In effect, after North Korea announced its intention of negotiating the dismantling of its nuclear program, the US looks on its way of losing one of its most hated enemies. In fact, a US-North Korea summit is being arranged for June 12. Although the chances of reaching a final agreement with North Korea will be eroded by Trump’s dumping of the deal with Iran, Kim Jong-un’s offer to negotiate with the US clearly undercuts the position of the most aggressive and belligerent voices in the US –among them, Trump himself– that promote raising military expenditures even more, disregarding the fact that the US is the world’s largest military spender, with expenses that in 2016 represented 36% of the world’s total. Thus, there is a need of enemies, and Iran is now the best choice. As we know, the US arms industry –baptized by President Eisenhower as “the military-industrial complex”– is very powerful in every sense, and it would be silly to believe that they are interested in peace and denuclearization.

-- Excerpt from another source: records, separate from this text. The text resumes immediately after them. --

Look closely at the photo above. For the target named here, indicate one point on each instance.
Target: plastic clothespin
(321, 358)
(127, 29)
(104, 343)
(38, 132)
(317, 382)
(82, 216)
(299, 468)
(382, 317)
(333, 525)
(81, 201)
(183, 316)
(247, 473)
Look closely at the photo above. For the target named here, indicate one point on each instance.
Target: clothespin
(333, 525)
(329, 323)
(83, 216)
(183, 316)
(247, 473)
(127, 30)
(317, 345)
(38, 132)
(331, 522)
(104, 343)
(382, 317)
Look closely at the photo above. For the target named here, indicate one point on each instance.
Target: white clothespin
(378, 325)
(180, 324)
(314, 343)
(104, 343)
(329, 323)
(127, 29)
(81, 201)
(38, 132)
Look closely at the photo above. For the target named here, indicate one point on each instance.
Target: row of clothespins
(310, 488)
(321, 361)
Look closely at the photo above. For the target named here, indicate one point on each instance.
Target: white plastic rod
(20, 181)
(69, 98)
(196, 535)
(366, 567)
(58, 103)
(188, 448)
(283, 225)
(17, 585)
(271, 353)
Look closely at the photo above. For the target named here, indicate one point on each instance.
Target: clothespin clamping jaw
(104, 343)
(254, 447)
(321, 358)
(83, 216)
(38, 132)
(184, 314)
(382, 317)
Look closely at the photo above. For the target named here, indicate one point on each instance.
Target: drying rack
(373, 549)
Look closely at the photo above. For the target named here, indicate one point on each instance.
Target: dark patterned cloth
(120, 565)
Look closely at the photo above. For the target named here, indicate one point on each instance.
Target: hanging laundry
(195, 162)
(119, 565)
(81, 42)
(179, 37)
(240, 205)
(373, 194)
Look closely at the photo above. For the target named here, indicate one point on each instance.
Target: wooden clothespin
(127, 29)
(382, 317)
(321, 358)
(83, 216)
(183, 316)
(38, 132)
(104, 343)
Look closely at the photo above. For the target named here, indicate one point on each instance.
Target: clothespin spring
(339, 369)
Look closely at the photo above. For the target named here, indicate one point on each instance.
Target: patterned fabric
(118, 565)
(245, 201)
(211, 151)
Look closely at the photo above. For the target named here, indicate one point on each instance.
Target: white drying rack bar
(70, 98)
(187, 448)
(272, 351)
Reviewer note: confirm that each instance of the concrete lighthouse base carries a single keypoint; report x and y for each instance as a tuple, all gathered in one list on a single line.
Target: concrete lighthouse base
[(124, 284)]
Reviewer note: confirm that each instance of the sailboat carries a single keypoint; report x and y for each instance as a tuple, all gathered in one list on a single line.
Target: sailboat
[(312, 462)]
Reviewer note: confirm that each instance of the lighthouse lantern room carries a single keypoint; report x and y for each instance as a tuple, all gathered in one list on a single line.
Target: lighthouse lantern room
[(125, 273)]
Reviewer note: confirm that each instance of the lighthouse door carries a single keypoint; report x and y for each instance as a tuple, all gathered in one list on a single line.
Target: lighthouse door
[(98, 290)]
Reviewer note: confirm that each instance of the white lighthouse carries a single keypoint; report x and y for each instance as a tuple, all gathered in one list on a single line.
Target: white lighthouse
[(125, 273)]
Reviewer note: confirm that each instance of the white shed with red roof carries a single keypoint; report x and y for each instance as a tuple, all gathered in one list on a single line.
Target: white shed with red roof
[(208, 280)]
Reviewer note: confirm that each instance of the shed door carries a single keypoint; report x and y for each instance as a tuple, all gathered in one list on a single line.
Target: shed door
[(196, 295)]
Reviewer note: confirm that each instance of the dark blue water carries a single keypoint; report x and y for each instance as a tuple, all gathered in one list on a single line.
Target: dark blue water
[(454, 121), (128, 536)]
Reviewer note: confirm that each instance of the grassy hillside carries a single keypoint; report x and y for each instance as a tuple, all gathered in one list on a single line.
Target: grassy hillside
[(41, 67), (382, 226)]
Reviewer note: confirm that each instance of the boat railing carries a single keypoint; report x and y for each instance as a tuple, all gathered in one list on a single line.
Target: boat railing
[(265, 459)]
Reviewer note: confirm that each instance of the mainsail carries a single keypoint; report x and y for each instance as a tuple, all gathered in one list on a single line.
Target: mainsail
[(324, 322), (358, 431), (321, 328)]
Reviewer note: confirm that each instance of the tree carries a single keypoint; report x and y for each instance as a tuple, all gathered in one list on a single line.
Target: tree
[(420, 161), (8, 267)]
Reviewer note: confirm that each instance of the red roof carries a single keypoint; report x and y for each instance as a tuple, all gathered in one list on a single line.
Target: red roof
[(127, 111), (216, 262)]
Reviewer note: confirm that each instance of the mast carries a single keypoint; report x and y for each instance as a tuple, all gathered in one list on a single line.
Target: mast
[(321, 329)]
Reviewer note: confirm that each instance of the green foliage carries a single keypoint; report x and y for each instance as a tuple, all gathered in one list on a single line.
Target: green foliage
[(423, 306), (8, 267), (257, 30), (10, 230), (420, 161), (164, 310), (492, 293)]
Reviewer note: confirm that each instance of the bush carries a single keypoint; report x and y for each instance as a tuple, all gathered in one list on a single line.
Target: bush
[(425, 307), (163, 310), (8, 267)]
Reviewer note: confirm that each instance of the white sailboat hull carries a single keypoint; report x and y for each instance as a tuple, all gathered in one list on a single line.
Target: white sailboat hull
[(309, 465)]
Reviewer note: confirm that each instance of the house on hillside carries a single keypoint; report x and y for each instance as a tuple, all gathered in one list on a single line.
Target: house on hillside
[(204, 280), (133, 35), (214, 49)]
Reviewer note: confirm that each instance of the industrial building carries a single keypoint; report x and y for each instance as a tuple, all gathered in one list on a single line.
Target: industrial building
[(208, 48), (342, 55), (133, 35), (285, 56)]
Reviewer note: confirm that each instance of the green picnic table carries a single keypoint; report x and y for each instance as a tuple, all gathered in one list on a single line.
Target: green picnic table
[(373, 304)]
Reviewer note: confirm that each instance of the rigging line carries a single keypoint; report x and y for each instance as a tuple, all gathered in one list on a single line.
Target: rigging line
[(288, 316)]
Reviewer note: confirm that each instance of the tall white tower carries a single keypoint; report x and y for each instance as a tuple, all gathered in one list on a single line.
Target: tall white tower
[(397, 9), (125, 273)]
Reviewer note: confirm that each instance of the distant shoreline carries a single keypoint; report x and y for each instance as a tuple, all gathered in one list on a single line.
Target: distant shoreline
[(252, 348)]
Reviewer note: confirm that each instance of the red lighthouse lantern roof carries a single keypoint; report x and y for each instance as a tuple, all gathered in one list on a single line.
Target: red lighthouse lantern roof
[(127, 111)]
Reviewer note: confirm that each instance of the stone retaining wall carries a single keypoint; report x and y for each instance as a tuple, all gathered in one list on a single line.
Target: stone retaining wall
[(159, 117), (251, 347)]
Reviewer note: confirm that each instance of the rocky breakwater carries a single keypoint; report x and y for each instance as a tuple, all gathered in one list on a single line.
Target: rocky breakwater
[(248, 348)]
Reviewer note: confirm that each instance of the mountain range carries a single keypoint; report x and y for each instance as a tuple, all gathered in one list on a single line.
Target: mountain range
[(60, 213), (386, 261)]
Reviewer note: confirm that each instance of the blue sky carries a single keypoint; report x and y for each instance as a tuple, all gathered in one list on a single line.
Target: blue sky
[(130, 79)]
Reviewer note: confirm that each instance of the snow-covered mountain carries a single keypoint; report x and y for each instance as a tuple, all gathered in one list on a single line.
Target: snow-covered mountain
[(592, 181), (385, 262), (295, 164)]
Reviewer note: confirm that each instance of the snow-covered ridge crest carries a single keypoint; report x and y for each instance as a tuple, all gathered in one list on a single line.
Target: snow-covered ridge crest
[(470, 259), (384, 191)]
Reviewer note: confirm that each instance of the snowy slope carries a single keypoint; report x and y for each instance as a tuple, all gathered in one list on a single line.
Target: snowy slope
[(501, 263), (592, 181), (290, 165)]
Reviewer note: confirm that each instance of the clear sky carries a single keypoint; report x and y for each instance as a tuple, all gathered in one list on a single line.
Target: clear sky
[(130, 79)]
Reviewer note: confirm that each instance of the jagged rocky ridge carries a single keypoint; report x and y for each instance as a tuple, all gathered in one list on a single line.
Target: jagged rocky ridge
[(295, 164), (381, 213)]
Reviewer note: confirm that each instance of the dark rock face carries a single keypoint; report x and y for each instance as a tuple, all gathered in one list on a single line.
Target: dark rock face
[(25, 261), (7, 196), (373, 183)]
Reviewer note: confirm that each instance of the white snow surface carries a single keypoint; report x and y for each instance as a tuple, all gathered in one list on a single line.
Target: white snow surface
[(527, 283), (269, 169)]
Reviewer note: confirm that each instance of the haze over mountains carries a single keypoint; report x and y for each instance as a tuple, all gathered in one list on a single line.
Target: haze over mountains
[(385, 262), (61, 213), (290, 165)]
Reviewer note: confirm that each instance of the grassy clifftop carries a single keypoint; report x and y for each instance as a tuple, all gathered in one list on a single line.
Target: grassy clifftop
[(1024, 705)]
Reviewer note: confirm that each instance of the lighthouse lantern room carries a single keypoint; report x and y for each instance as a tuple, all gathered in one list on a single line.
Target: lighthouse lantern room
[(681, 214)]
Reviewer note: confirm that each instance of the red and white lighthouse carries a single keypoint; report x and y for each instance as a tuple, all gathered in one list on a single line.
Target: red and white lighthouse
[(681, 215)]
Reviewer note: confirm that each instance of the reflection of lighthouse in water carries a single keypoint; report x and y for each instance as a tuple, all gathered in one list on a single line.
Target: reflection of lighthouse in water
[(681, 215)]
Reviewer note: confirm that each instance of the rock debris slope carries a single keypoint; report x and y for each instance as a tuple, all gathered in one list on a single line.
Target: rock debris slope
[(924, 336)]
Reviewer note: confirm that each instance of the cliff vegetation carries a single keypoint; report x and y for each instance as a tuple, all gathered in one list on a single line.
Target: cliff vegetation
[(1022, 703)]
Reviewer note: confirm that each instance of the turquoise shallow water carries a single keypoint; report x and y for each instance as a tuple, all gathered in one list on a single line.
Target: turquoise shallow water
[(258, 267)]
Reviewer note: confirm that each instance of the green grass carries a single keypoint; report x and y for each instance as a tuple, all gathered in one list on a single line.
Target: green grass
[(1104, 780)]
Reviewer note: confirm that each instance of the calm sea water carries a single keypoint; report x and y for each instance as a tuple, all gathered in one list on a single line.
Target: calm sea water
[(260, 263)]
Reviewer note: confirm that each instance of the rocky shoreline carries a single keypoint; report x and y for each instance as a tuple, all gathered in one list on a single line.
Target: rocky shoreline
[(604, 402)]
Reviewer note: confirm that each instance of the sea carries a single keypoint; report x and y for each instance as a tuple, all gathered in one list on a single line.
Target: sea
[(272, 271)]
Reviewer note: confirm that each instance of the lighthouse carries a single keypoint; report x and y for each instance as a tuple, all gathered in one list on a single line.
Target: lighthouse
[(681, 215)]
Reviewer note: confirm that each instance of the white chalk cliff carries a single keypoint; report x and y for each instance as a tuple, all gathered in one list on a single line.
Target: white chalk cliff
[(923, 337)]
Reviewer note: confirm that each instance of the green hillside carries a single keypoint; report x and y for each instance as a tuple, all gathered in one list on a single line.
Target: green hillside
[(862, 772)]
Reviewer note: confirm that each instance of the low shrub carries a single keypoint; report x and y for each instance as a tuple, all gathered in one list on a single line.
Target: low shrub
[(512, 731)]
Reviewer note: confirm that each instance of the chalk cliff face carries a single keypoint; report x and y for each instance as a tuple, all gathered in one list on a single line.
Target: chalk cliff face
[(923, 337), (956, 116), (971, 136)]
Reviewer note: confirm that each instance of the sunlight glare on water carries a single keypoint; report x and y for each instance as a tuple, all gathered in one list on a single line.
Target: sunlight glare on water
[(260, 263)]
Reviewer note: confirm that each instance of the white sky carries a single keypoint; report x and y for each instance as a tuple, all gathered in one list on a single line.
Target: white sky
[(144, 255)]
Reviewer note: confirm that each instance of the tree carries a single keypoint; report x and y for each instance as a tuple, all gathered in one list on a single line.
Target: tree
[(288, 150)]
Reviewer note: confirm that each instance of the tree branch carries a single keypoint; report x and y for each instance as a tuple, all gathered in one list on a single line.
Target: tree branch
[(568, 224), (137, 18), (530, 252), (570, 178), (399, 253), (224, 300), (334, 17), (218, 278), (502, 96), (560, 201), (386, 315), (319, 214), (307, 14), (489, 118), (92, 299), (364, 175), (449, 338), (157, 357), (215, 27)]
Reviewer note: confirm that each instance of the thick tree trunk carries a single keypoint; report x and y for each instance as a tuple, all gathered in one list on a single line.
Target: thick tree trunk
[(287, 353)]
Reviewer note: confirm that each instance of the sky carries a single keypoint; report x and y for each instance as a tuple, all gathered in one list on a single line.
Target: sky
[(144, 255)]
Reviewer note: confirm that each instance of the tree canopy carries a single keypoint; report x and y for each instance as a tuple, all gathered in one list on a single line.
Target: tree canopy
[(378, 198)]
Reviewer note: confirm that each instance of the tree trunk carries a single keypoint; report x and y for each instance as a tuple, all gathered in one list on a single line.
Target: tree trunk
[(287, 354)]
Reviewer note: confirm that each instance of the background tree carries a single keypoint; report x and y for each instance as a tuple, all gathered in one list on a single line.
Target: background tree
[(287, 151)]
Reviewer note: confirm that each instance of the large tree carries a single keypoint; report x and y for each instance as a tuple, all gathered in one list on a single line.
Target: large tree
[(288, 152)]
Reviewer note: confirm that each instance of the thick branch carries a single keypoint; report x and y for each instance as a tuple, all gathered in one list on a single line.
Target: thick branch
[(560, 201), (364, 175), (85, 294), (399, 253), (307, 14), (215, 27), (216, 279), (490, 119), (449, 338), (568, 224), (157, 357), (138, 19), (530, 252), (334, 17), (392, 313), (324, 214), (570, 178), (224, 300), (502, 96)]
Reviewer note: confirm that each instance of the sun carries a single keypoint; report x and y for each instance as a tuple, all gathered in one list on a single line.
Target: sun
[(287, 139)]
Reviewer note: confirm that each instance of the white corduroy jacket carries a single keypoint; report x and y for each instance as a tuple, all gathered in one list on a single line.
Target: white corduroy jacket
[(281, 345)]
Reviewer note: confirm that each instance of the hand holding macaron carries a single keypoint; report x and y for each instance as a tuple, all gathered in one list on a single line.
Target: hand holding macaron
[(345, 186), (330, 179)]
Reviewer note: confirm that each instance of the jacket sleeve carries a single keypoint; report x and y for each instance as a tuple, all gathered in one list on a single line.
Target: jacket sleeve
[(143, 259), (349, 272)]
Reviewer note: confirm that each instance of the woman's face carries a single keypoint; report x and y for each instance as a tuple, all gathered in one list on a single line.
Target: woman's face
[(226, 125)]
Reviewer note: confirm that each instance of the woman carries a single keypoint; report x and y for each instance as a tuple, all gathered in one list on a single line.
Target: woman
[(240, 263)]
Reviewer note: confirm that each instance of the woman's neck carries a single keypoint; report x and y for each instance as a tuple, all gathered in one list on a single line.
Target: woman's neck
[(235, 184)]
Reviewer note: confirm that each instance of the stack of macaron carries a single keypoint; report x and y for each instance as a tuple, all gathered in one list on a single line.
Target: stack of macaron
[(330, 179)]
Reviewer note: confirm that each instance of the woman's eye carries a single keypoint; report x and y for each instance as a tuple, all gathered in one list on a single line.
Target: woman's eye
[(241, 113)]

Trump justifies his decision claiming that the agreement was “a horrible one-sided deal that should have never, ever been made”, and that, in any case, Iran was already violating it. But this is an argument that sounds very much like George W. Bush’s pretext for invading Iraq in 2003, that asserted that Saddam Hussein had a huge stock of “weapons of mass destruction” that –as we know– were never found after that country was occupied.

Although his supporters claim that soon a new, more favorable agreement will be signed, it is obvious that Trump does not have a plan in mind. In any case, Trump should be aware that if the US prevailed in its recent show of force with North Korea, that would not have happened without China’s weight on the Koreans. But the situation is different now, as the European countries, together with China and Russia are all against the breaking of the deal with Iran.